Today wasn’t that bad, but I didn’t have to drive anywhere. I did have to catch myself a few times though.
Breakfast time wasn’t a problem since our older daughter woke us up. I don’t listen to podcasts if the kids are awake.
I did watch some football which is probably worse than anything I could listen to, but I would mute it during commercials/half time.
There were two times where I really had to check myself.
First was when I got to use the computer during a magical time in the morning and my wife was out shopping with kid 1/and kid 2 was asleep. Why is it hard to use a computer without music? I almost opened up Pandora without even thinking.
2nd was grilling some steaks. I get the grill going, put the steaks on, and set a timer. I don’t want to leave the grill unattended so I’ll usually sit outside and listen to soething. Instead, I appreciated the sounds of the neighborhood. Wind through the trees, leaves falling, kids laughing and playing, and even one neighbors AC running… When it’s 66F out (I cant explain that one).
It’s funny. I don’t mind nature and quiet when I’m in it (camping, hiking, jogging), but its hard to appreciate when I’m at home. It’s like I just get stuck in a routine and don’t question it. I think my work mornings will be a little harder (I get up about am hour before the older one usually does), but I’m feeling a bit optimistic.
Were there more a-hole drivers today than usual or was I just more aware of them? Being mindful does have a few drawbacks. I was forced to let them in too.

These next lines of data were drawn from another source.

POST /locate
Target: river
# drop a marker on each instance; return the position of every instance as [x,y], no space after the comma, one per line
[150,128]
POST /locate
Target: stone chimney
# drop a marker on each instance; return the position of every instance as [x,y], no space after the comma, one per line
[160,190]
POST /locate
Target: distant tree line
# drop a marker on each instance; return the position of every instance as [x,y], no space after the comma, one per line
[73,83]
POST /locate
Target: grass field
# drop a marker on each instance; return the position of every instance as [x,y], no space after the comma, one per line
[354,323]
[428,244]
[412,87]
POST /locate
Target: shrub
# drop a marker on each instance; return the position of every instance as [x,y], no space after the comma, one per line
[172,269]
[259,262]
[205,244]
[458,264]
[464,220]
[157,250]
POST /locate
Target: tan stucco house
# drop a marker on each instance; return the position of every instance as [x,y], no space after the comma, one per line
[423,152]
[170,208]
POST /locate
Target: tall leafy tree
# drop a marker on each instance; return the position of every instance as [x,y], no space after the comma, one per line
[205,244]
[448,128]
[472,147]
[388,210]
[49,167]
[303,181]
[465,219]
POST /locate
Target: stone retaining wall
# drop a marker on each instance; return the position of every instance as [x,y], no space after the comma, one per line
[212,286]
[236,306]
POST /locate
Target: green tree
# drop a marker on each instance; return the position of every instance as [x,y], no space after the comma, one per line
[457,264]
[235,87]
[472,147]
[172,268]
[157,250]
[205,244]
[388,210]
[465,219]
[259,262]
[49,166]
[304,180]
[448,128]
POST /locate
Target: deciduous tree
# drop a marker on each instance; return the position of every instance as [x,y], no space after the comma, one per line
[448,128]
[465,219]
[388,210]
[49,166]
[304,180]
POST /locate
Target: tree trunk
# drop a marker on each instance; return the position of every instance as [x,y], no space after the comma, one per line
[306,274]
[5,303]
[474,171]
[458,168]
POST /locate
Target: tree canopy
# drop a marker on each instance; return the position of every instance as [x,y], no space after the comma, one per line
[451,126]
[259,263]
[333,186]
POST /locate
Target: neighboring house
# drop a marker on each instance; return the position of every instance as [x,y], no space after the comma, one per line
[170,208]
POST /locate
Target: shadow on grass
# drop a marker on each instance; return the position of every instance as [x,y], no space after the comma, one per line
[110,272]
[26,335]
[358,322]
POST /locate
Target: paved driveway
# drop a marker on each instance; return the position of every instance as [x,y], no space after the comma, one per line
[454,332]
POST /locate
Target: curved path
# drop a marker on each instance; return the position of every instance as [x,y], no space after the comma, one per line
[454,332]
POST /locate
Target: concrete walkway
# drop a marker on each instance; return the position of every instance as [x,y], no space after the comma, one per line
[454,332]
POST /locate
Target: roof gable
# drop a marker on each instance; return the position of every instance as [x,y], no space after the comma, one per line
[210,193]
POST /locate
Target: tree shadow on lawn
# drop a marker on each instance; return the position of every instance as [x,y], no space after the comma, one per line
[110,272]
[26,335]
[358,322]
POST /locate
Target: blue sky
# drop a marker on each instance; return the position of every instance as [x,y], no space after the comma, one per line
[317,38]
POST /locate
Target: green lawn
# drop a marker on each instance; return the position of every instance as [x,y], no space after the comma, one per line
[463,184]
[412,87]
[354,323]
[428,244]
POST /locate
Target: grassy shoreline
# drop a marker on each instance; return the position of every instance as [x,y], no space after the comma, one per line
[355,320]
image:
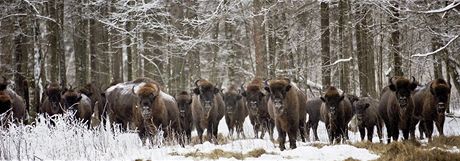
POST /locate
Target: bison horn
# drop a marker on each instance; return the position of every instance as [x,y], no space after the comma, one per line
[196,82]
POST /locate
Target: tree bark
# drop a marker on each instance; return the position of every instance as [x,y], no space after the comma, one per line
[325,48]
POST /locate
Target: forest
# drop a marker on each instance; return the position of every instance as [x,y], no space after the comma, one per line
[354,45]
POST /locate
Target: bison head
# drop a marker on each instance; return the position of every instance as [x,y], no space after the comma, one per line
[5,102]
[206,92]
[278,90]
[361,107]
[71,99]
[184,100]
[147,95]
[231,99]
[332,100]
[403,89]
[254,98]
[440,89]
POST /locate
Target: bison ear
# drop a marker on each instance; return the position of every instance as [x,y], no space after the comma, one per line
[288,87]
[392,87]
[244,94]
[196,91]
[341,97]
[267,89]
[323,99]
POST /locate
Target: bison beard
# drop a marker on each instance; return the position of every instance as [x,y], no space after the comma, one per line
[284,108]
[256,102]
[336,112]
[430,106]
[396,107]
[207,109]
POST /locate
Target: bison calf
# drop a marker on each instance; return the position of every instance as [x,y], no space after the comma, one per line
[396,106]
[207,109]
[432,101]
[336,112]
[235,110]
[368,117]
[284,107]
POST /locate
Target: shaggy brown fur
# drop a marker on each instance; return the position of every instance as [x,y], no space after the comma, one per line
[432,102]
[184,101]
[52,101]
[284,107]
[95,95]
[78,102]
[9,100]
[368,117]
[396,107]
[256,102]
[336,112]
[235,110]
[207,109]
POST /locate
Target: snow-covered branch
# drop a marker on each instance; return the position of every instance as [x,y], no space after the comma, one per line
[436,51]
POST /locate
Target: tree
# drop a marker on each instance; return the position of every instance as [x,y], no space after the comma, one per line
[325,50]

I know they are probably in a much worse space in their life if they’re driving like that, but it’s still hard to give them the benefit of the doubt when they’re zooming in and out of traffic!
As to the regular routine, I was tempted to listen to something Monday morning, but instead, I just didn’t. The baby didn’t sleep well, so I may have stopped at StarBucks on the way to the Post Office (I have $20 of fun money per month that I usually spend on coffee. It’s my money and I can do what I want!). The car was the struggle today though, so we’ll see if it’s a little better after I get used to the quiet again.
Days 3 and 4
Better? I’m not sure. I’ve been really busy at work, really busy at home, going to pick up my daughter for her birthday, and just struggling to be mindful. I miss the music right now. I actually had a dream that I was listening to music in the car and realized it later and thought I blew the challenge.
I’m going to stick with it though and I’m sure that I’ll get a little better after this weekend (birthday party for my daughter).
We had a birthday party for my daughter, so there really wasn’t any time to even put music on! We haven’t had a long drive either, so I feel like I won’t really feel the impact until then. On Friday, I did have some time at home when the baby was sleeping (my wife was back at work for the first time). I just got a lot of work done with the website instead of focusing on music. I did go to a coffee shop for the morning and there was music on there, but I didn’t choose it! I swear! I went just for the coffee. 🙂
I’m getting more adjusted to the quiet though. I think a week is about the time for me to not miss it that much.
Work has been terribly busy. We have a big IT project going live by the end of the year so we’re trying to make sure all of our ducks are in a row. On top of that, I’m bringing both girls to daycare now. Please ignore the payment to daycare that is more than my mortgage.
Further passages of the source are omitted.